My thoughts are with you and Beanie. So sorry for your loss.


----------



## jmarksgirl

thanks you for your kind words. I miss my baby so much! I knew this day would come at some point, but it seems like it was way too soon. I wanted him to be with me forever. The only thing that is keeping me going is my husband and the 2 new little girl kittens that we just adopted Lulu and Lexie.


----------



## Victoriax

so sorry for your loss, what a beautiful regal lil man Beanie was & a beautiful sweet nature to match xxxx

my heart & thought's go out to his mummy & Daddy & lot's of love to Beanie may you run free at the bridge sweet baby boy xxxxxx


----------



## jmarksgirl

thank you for your thoughts. I'm having such a hard time realizing that he is gone. He was so special and its awful that my family and friends are acting like I should just get over it. He was so wild when we first got him, but then the last few years he really calmed down and turned into the biggest sweetheart ever. He wanted to be on my lap all of the time and he would stand on his hind legs and lift his paws up to me for me to pick him up. I miss his little grumbling too, he didn't really meow until the last few years of his life and most made little grumbling sounds like Marge Simpson.


----------



## Nan

I'm sorry for your loss! He sounds like he was a wonderful kitty.


----------



## jmarksgirl

Kathy,
I'm really sorry about Razzle. Losing our babies is the worst. I cry everyday for my sweet Beanie. Of course I loved my other cats that I had before him tremendously, but Beanie and I had a really special bond, he was unlike any other cat that I ever had before and the idea that he is gone is heartbreaking. I guess we just need to remember that our love with them never dies and even though they can't be here with us physically they are here with us in spirit.


----------



## orrymain

I'm so sorry for your loss of Beanie. I dread the day when I have to say goodbye to my baby Orry. He is so special to me. I hope you find comfort in your memories of Beanie. I will say a little prayer for you and Beanie.


----------



## spirite

I'm so sorry about Beanie. I hope it at least helps to be able to get some support here from people who understand that you never just "get over it." 

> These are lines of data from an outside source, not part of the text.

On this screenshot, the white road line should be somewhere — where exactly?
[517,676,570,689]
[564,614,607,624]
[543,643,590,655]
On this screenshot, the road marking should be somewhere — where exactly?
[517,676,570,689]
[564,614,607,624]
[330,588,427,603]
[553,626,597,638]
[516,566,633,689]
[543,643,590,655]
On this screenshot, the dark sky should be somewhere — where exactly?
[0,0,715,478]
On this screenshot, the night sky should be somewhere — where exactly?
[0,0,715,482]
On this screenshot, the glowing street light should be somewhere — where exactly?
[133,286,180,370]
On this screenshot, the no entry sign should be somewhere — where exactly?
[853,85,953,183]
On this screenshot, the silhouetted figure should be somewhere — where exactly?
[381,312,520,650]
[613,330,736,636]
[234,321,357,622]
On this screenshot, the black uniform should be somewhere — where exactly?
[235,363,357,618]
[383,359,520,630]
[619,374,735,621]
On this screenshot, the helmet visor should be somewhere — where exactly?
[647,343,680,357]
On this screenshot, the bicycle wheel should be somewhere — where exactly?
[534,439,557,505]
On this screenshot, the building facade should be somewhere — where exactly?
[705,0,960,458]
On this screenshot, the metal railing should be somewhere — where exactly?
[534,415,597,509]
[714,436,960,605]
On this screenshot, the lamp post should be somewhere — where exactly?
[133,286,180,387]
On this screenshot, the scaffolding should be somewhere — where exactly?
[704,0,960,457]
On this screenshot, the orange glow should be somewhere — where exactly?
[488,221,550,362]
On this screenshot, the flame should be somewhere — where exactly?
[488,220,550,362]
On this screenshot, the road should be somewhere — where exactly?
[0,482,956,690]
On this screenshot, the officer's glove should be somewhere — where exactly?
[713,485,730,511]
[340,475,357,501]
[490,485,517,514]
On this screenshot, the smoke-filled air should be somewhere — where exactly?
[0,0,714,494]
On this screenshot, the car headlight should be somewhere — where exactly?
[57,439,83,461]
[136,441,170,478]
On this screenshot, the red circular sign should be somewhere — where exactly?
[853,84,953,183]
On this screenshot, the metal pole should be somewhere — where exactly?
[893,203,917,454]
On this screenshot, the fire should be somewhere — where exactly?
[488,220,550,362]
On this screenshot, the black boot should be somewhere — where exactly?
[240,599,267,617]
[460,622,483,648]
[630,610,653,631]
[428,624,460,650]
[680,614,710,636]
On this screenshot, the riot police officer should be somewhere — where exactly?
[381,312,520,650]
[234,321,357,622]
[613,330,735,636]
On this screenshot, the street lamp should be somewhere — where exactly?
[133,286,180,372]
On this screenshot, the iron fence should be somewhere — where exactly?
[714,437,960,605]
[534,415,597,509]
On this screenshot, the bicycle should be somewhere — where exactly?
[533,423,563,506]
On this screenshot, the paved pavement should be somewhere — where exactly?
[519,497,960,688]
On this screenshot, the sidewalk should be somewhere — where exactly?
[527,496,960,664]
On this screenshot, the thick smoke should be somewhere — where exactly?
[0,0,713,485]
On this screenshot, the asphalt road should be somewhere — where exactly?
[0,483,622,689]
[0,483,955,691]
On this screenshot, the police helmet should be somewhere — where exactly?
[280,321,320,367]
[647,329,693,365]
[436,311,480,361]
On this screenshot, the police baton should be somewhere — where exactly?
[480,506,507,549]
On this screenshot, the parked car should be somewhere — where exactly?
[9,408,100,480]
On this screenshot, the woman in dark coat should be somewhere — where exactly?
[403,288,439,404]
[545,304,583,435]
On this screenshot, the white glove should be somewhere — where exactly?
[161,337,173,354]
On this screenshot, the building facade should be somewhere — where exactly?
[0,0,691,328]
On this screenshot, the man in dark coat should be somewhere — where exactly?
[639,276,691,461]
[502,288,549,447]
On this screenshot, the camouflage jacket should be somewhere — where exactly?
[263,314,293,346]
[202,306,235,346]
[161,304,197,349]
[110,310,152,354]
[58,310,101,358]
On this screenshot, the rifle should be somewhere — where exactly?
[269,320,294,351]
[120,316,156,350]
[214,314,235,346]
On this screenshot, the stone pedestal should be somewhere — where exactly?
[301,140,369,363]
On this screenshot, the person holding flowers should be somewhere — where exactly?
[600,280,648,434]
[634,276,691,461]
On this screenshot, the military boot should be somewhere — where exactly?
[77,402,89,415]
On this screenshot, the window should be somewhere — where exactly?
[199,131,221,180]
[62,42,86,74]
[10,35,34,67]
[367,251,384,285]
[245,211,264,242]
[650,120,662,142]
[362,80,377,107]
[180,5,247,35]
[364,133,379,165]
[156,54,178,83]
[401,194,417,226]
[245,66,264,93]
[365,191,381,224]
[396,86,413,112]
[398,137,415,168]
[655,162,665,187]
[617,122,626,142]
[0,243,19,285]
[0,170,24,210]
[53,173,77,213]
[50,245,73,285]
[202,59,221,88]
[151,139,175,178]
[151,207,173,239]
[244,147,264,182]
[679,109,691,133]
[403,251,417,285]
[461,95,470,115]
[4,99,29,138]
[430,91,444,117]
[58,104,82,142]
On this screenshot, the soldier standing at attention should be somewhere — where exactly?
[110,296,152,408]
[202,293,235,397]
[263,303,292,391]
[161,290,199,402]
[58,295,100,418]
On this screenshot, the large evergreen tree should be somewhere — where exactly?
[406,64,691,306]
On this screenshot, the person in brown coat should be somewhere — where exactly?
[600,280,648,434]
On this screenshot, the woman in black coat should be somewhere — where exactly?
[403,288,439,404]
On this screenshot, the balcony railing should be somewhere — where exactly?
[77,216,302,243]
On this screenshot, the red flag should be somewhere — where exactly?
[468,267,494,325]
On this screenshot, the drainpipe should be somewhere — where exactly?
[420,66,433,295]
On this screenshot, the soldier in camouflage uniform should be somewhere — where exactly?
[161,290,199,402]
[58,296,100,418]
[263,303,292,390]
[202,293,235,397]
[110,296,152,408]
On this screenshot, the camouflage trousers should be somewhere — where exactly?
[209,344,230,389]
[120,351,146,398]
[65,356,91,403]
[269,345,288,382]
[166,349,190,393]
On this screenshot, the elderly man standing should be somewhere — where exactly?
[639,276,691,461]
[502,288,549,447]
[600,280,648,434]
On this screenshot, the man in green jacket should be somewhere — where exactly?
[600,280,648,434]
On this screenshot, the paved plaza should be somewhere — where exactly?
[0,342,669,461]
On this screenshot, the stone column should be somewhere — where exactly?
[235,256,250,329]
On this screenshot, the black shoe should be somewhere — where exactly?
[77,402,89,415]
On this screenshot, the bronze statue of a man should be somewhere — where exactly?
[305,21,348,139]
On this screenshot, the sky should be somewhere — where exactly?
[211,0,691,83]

And my condolences for Razzle, too. 

Over time, hopefully you'll remember only the precious moments that you had together.


----------



## jmarksgirl

thank you so much for your support. Sunday was the 2 month mark and it is so awful, he was our first baby and only baby for my husband and I. We mostly work from home so it really hard. Except for one of 2 vacations we were with him 24/7 for 11 years. Beanie was my soul baby, he was just the most special , silly, crazy, sweet guy. We have 2 little girl black kittens now, I really wanted to pay it forward and help other kitties. They'll help us get through it and learn to love again. It still hard though, because now it makes it more real that he is gone.


----------